Help me out here. [math]\textup{Prove that in any topological

"Prove that in any topological Hausdorff space all subspaces consisting of one element are closed."

>>7696603
Great job, OP. You disproved topology.

Let x be any element of X.

For every y unequal to x there exists an open neibhoorhood U_y that includes y but not x.

The union of all those U_y is X \ {x} and since it's the union of open sets it must be open too.

Therefore {x} is closed.

>>7696618
Oh great, because that was obviously what I was trying to do.

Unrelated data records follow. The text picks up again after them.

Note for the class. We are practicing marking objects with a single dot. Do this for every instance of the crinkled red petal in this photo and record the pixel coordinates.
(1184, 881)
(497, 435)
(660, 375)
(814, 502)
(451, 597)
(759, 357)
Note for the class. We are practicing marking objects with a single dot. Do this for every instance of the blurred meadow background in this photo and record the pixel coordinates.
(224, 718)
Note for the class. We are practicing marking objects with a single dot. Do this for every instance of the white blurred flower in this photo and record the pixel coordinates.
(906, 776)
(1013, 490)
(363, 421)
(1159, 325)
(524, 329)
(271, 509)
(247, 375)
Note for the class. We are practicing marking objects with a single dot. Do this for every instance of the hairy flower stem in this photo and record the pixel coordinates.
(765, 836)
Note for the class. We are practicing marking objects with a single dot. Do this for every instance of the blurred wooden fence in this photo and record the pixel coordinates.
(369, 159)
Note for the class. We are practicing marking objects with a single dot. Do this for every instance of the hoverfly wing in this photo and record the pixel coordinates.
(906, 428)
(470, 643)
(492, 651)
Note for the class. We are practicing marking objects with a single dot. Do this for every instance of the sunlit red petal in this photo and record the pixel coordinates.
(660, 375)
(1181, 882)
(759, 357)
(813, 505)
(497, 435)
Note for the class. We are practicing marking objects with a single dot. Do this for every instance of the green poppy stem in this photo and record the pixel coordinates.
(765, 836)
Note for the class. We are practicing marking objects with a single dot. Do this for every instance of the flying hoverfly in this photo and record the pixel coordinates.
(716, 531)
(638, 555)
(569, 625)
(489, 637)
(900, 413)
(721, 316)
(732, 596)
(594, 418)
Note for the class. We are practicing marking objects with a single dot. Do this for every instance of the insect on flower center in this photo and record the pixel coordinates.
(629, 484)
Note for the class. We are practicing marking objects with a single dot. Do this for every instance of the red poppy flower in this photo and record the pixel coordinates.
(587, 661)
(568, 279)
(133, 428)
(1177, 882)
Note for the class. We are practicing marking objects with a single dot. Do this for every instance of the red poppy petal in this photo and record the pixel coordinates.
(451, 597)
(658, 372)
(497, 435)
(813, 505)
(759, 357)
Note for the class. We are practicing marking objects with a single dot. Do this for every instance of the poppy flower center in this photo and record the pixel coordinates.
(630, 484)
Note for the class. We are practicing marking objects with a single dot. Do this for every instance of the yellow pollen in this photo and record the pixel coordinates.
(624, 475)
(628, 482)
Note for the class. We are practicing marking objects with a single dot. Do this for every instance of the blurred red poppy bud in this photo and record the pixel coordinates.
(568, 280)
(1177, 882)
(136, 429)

Got anything useful to add about what is wrong with either my reasoning or the statement?

>>7696603
The discrete topology isn't very Haussdorfy, is it?

>>7696624
With the discrete topology every set is both open and closed. There is no contradiction there.

>>7696623
Thanks

>>7696627
A space X is Hausdorff if for every x, y in X with x not equal to y there exist open neighbourhoods V and W of x, y respectively so that the intersection of V and W is the empty set.

If X is a space endowed with the discrete topology, for every x, y in X (x again unequal to y), {x} and {y} are (open) neighbourhoods of x, y so that their intersection is empty.

Unless Ive done something wrong the discrete topology is kind of Hausdorffy.

>>7696630
Thanks -- I thought the statement implied every subspace should be exclusively closed.

>>7696603
There's nothing stopping a set from being both open and closed, or neither. X itself is open and closed regardless of the topology you give it, as well as the empty set.

To prove the statement just choose a point x in X and use the Hausdorff condition to find open sets disjoint from {x} containing any other point in the space. Union those up and you've got the complement of {x}.

>>7696627
Sure it is, it is even metrizable

Each point in X is a connected component. Imagine a discrete set of points in R^n (such as the integers) if you like.

>>7696603
>stumbling over clopen sets
Babby tier physics student detected. Fuck off, cunt.